Study Quantifies Potential for Water Reuse in Permian Basin Oil Production

A map showing the range of the Permian Basin and the distribution of oil wells in the region. Bridget Scanlon.

Hydraulic fracturing often brings up large volumes of water that need to be managed. A study led by The University of Texas at Austin has found that in the Permian Basin, a large oil field in Texas and New Mexico, reusing water at other well sites is a viable way to deal with the water that could also reduce potential instances of induced seismicity.

The UT Bureau of Economic Geology led the study that highlights key differences in water use between conventional drill sites and sites that use hydraulic fracturing, which is rapidly expanding in the Permian. The study was published in Environmental Science & Technology on Sept. 6, with results indicating that recycling water produced during operations at other hydraulic fracturing sites could help reduce potential problems associated with the technology.

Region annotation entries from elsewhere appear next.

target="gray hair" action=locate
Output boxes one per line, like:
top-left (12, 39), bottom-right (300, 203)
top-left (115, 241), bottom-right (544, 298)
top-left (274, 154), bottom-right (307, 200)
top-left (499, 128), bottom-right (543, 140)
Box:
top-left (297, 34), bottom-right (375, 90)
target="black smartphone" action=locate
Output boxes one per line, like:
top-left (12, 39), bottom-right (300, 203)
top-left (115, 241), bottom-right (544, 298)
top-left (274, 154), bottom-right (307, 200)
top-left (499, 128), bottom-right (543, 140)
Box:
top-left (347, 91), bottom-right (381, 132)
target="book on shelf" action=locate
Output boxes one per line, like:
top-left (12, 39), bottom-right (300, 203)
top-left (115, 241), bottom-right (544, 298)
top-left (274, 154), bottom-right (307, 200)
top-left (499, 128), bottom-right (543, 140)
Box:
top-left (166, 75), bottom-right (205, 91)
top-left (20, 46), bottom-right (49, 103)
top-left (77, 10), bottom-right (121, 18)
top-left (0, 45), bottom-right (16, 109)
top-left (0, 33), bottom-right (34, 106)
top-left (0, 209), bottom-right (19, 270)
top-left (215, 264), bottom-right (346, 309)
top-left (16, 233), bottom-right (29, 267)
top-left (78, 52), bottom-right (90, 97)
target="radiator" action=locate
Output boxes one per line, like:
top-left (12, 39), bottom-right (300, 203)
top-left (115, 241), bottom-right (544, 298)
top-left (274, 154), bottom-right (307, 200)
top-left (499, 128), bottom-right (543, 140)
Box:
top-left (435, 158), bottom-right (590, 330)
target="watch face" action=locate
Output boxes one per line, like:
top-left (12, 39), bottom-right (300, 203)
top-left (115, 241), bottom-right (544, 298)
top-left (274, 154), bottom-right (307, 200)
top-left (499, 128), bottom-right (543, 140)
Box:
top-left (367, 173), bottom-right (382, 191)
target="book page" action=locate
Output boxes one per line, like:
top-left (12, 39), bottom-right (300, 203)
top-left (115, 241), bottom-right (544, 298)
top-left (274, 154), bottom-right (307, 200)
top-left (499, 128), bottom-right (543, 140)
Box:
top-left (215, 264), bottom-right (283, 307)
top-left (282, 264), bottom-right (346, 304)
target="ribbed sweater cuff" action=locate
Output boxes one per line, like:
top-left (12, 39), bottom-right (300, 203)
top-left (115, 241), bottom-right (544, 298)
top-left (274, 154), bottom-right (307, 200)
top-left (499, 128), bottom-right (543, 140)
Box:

These include the need for large upfront water use and potentially induced seismicity or earthquakes, triggered by injecting the water produced during operations back into the ground.

“What I think may push the reuse of produced water a little more are concerns about over-pressuring and potential induced seismicity,” said lead author Bridget Scanlon, a senior research scientist and director of the bureau’s Sustainable Water Resources Program. “In the Permian we have a good opportunity for reusing or recycling produced water for hydraulic fracturing.”

Bridget Scanlon.

Scanlon co-authored the study with bureau researchers Robert Reedy, Frank Male and Mark Walsh. The bureau is a research unit of the UT Jackson School of Geosciences.

Since the 1920s, the Permian Basin has been a very active area for conventional oil production, peaking in the 1970s and accounting for almost 20 percent of U.S. oil production. Hydraulic fracturing technology has revived production in that area by allowing companies to tap into immense oil reserves held in less permeable unconventional shale formations. The new technology is turning the conventional play into an unconventional play and has almost brought oil production up to the 1970s peak. The U.S. Geological Survey estimates that the Permian’s Wolfcamp Shale alone could hold 20 billion barrels of oil, the largest unconventional resource ever evaluated by the agency.

The study analyzed 10 years’ worth of water data from 2005 to 2015. The researchers tracked how much water was produced and how it was managed from conventional and unconventional wells and compared those volumes with water use for hydraulic fracturing.

A hydraulic fracturing well site in the Permian Basin. U.S. Geological Survey.

Upfront, unconventional wells use much more water than conventional wells. The average volume of water needed per well has increased by about 10 times during the past decade, according to the study, with a median value of 250,000 barrels or 10 million gallons of water used per well in the Midland Basin in 2015. But unconventional wells produce much less water than conventional wells do, averaging about three barrels of water per barrel of oil versus 13 barrels of water per barrel of oil from conventional wells.

For conventional operations, the produced water is disposed of by injecting it into depleted conventional reservoirs, a process that maintains pressure in the reservoir and can help bring up additional oil through enhanced oil recovery. Unconventional wells generate only about a tenth of the water produced by conventional wells, but this “produced water” cannot be injected into the shales because of the low permeability of the shales. The study found that the produced water from unconventional wells is largely injected into non-oil-producing geologic formations—a practice that can increase pressure and could potentially result in induced seismicity or earthquakes.

The study points out that instead of injecting the produced water into these formations, operators could potentially reuse the water from unconventional wells to hydraulically fracture the next set of wells. Enough water is produced in the Midland and Delaware basins in the Permian to support hydraulic fracturing water use, and the water needs only minimal treatment (clean brine) to make it suitable for reuse.

Marc Engle, the chief of a U.S. Geological Survey program on water use associated with energy production, said that the study provides a comprehensive, data-driven look into how water is managed in the rapidly changing Permian Basin.

“This work by Scanlon et al., for the first time, provides interested stakeholders with a detailed view of water inflows and outflows from the Permian Basin,” said Engle. “Moreover, the work captures temporal trends through an important period where the industry shifted from vertical wells in conventional reservoirs to vertical then horizontal wells in continuous reservoirs.”

Although there is enough produced water for reuse, Scanlon said that infrastructure, questions about produced water ownership, and low cost of fresh or brackish groundwater may currently keep disposal practices as they are. But as unconventional operations in the Permian grow, reusing produced water may become more attractive.

The study was funded by the Cynthia and George Mitchell Foundation, the University of Texas Energy Institute, the Tight Oil Resource Assessment consortium and the Jackson School of Geosciences.